Thursday, February 5
Reference research: Utilizing the Web
This blog wishes to bring forth attention to recent ethical issues occurring in the business realm. There seems to be an increasing trend in which corporations engage in unethical business practices in order to secure corporate profits and deceive customers, especially during the recent financial turmoil. In a social perspective, such unethical practices have caused great disturbance to the general public, either directly through the failing products customers are using, or indirectly increasing their skepticism for other products in the market.
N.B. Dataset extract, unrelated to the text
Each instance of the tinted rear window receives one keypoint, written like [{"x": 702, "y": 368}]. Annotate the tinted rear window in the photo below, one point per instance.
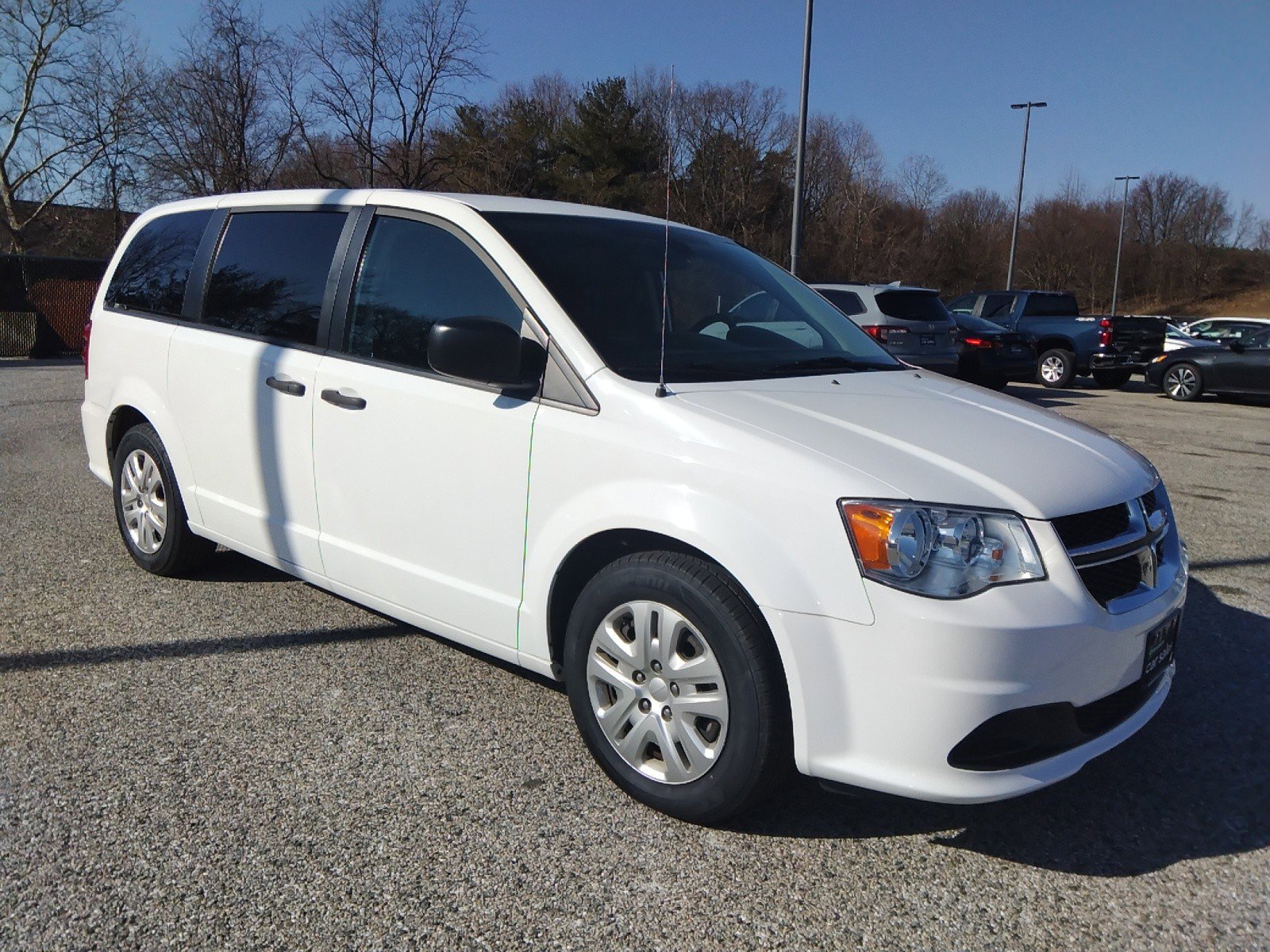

On the other hand, in the corporate perspective, there has to be valid reasons as to why they choose to engage in such unethical practices. Hence, this blog will look into and discuss the various perspectives behind unethical practices and the effects they have on society. As a new entrant in the blogosphere, I am planning to utilize resources mainly from the Web to support my discussion on recent ethical news. On the right under “linkroll”, are some of the websites I find useful as reference. The websites chosen are extracted based on the Webby Awards criteria, which contains knowledgeable content, consistent and transparent structure, good visual design and high functionality. Adhering to the IMSA criteria, reference blogs are chosen by the reliability and insightfulness of its content, in other words, the level of authority of its writers. In addition, the blogs should be alive and frequently updated. Keeping such criteria in mind, I went on Google and Yahoo directory and search with terms relating to business ethics, such as “white collar crime”, “corporate social responsibility” and so on. After vigorous scouring of the Web, I found websites documenting recent news particularly on business ethics, such as Business Ethics Magazine, China Daily and Corporate Social Responsibility Newswire; governmental websites such as the Federal Bureau of Investigation; authoritative websites that explains the correct approach to business ethics, such as Knowledge @ Wharton, Institute of Business Ethics and Markkula Center for Applied Ethics; the White Collar Crime Prof Blog that discusses recent white collar cases in a certain perspective; and so on.